Here was confirmation of Autumn’s fingerprints that Caleb found on Patience’s windowsill. “How did you know it was an old lady? Maybe it was groceries. It was dark wasn’t it?”
“Are you kidding? Sacks of potatoes don’t wear Nikes over their knee-high support hose.”
“Oh, okay.”
“So he’s carrying this old lady over his shoulder, an’ he opens the door to the motor home and dumps her right in. She had to be out cold. Or dead. Then he just drives off.”
“Did you follow him?”
“Not me! I knew he was up to his ass in alligators. I waited a bit and then went to look inside the house. I was curious, you know? I was raised in one just like it as a kid. Nothing I ever intend to live in again, I can tell you.”
Of course that didn’t explain how Patience ended up in the driver’s seat of my car, six feet under the water. I gulped down the bile threatening to ruin my interview. “Then what did you do?”
“So he’s already done kilt her, and I seen him carting this ol’ lady off in his RV, right? An’ I’m thinking, now what do I do? What could I do? He was up to no good, I knew that, so what could I do? Anyways, I sat and thought, what could I do?”
She was overplaying the scene. I would let Caleb deal with her bad acting. “Let’s move on, shall we? Then what?”
“Yeah, that’s right. I left. I was meaning to call the police from the motel, but I don’t have a cell phone, you know. He took that too when he kicked me out. I had to use that dirty phone in the booth to call you. Where was I? Oh yeah. So I leave, then think better of it and come back to her house. How could I just lay there and sleep, knowin’ he’s a criminal and all?”
There were big fat holes in her story, but if I wanted to call Caleb anytime soon, I would need to wrap this up. I did little winding motions with my wrist indicating to her that she should get on with it.
She nodded, making an O of her lips to indicate she got it, and said, “I got there, his motor home was parked in the driveway and the lights were out. I couldn’t figure it. Had he gone back to clean up his fingerprints? What had he done with her body?” She slapped her hand on the table. “I’ll tell you, honey, I was stumped! That’s when I remembered he still had a warrant for back child support. So I called the police—least they would do is pick him up, ask him what happened at his aunt’s house. But nothin’ happened! And now he’s out, and he’s fixin’ to find out who tattled on him.”

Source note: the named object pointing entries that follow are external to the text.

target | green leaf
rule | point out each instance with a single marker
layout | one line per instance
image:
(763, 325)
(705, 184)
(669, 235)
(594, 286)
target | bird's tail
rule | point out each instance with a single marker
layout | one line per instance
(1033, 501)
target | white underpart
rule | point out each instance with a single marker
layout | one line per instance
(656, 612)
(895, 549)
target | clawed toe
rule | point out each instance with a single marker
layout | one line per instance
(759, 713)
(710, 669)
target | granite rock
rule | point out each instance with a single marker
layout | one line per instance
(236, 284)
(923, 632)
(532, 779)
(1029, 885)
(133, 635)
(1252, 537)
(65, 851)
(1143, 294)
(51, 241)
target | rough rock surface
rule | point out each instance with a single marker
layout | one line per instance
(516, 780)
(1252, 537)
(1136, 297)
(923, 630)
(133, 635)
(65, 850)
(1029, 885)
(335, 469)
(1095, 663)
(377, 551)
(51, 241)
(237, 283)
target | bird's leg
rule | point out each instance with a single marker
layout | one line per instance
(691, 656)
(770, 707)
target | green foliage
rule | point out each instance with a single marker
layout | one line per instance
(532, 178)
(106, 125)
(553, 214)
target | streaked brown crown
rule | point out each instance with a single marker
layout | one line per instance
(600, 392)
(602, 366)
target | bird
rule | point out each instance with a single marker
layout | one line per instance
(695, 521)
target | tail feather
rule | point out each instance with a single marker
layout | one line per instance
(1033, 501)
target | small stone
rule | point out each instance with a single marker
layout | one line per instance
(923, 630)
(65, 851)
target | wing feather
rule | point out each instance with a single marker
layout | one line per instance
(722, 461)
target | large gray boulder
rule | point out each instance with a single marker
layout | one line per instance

Autumn may not be the brightest bulb in the room, but it was certain her agenda had everything to do with the stolen loot that Garth was keeping from her. Gone and come back, my eye. Caleb’s idea of Garth and Autumn as cold-blooded killers was beginning to make sense. This was a double-cross. With Garth in jail, she could safely grab the loot and trip the light fantastic. “Autumn, do you have a little Black Hills gold-leaf pendant?”
In a reflexive gesture, her hand fluttered to the pale unadorned breast. “I never took it off, all the time we were together. But he must’ve taken that too.”
First her prints, and now the pendant. While I was leaning toward revenge and greed as her motives, the tears began to fill her green eyes and the lower lip quivered.
Hoping to avoid a stampede by the entire male population in the place, I quickly handed her a tissue and made sympathetic clucking sounds. “Autumn, sweetie, don’t cry. You’ve got to tell the police what you know. And then they can arrest him. In the meantime, I can hide you.”
“Hide?” She sniffed and blew again. “I got a contract to do hair commercials in L.A. I could be a movie star in less than a year, if’n I can just git there. Can’t you do it—tell ‘em what I said and they kin arrest him? Look, I even changed my name to move there. Sandy sounded too much like a kid. But I’m never going to get that contract if this Garth thing holds me up another day.” She waved the pink-tipped nails dismissively at my recorder. “You take that li’l ol’ recording to the cops. You tell ‘em what he did. You said you would help me,” she whined. The tears had miraculously dried up.
Damn, my accessory to murder was starting to slip through my fingers. She would crack, I was sure of it, if only I could get her to talk to Caleb.
I reached across the table and squeezed her hand. “I promised to help you, Autumn, and I will. But you gotta trust me. If what you say is true, sooner or later the police are going to come looking for you, here or in L.A. You might as well do it now. Show the police what a good citizen you are,” I said, with a wave of my hand. “Come on, Autumn, let me call my sheriff friend. He’ll help you clear your name, so you can get on with your life.”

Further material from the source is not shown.